RuPaul might have Drag Race, but she’s not the only mogul in the drag world.
Several years ago, after spending hours listening to a Golden Girls recap podcast while stuck in a Burning Man traffic jam, two former Drag Race contestants—Alaska and Willam—decided to strike out on their own. “We were like, ‘Why don’t we do this about Drag Race,’” Alaska says. Soon, the pair had a producer, Big Dipper, and a whole new show: Race Chaser.
They started pitching the podcast around to various studios, including the comedy upstart Forever Dog, where it eventually landed. “Race Chaser was an immediate success,” says CEO Joe Cilio. “We had never seen anything like it. Forever Dog was a young company then, and it was amazing to have a bonafide hit on our hands.” Big Dipper says the podcast’s success was confirmation of what he and Race Chaser’s hosts already knew: that “there really was a market for drag fans who wanted to experience the queens in a different, long form way, and in a more personality driven way … and in an audio way.”

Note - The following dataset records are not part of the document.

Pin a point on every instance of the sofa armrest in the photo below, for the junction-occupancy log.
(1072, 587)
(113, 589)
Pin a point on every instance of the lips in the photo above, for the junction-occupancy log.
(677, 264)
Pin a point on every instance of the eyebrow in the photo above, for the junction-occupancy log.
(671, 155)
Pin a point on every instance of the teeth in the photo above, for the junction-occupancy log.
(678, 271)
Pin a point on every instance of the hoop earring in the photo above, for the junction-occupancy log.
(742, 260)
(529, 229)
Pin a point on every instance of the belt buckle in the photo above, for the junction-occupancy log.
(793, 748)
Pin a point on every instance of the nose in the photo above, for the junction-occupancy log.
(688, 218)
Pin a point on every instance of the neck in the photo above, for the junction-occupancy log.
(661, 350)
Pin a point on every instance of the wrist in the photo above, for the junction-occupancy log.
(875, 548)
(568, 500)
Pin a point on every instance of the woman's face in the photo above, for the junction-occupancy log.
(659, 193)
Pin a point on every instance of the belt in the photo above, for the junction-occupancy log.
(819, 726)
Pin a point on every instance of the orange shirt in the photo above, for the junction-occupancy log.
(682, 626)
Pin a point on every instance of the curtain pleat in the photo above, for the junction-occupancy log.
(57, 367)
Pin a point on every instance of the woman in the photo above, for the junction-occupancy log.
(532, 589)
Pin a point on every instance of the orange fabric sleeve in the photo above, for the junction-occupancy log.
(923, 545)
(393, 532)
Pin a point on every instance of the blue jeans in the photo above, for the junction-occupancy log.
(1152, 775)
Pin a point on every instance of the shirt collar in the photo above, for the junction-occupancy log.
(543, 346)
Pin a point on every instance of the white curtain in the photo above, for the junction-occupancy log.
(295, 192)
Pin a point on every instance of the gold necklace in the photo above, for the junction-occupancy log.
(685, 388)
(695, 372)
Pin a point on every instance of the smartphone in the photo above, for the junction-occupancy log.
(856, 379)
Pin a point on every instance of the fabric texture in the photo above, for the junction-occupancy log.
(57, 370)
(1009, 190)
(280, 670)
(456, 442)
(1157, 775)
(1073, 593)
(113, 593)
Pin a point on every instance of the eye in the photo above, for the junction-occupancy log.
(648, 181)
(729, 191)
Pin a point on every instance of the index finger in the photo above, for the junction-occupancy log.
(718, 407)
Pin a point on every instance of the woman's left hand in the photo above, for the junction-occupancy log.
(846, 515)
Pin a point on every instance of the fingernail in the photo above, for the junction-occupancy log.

Fast forward about a year later and Cilio, seeing Race Chaser’s large and loyal fan base, started pushing the idea of Willam and Alaska creating their own podcast imprint under the Forever Dog umbrella, and that’s how the Moguls Of Media (MOM) Network was born. MOM launched during the first wave of the Covid-19 pandemic and was an immediate success. A lot of that is due to its programming, which included shows like The Chop with Latrice Royale and Manila Luzon, and Very That with Raja and Delta Work, and Sloppy Seconds with Big Dipper and Meatball. “Basically,” says Alaska, “we were like, ‘This has been great. We want to share it with our sisters,’ so we reached out to our very famous drag queen friends and they said ‘Sure, why not?’”
Pivoting to podcasts represents a significant shift in the world of drag. It’s traditionally an art form based on live performance and on visual spectacle; podcasting is almost always strictly audio—the performers are rarely ever seen. What MOM is doing, then, is taking the inherent talents drag performers have for charismatic storytelling and entertaining and channeling them into a new medium, something that’s proven to be a necessity during the pandemic, when bars, nightclubs, and theaters were often closed and queens needed to find other sources of income. “We were really lucky that we had a podcast because we could stay connected to people even after all of our normal avenues of connecting with our community were completely closed off,” says Alaska. “It definitely got me through the pandemic, and it definitely helped ease things a little bit for a lot of people listening.” The duo also leveraged the power of the pod to raise more than $120,000 for queer-friendly charities like For The Gworls.
Podcasting also helped the MOM queens connect with their fans on a deeper level. “We’re talking for long periods of time, every single week,” says Alaska. “That’s a very intimate, personal way of getting to know someone. Early in my drag career and right after Drag Race, all [fans] got was what I was saying on stage or what I was saying in my music.”
Raja agrees. “There’s a certain freedom and honesty that comes out of a podcast,” she says. “It just feels easier to talk about everything.” Jinkx Monsoon sees her MOM podcast, Hi Jinkx!, as both a place for candid conversation and a way to, as she puts it, “showcase things that don’t get talked about a lot in our industry,” like how trans performers have redefined their careers after coming out, the diversity (or lack there of) of gender expressions in media, or what it’s like to be an adult film star. “It feels like this fun responsibility,” she says, “or this fun thing that I get to do that can possibly have an impact.”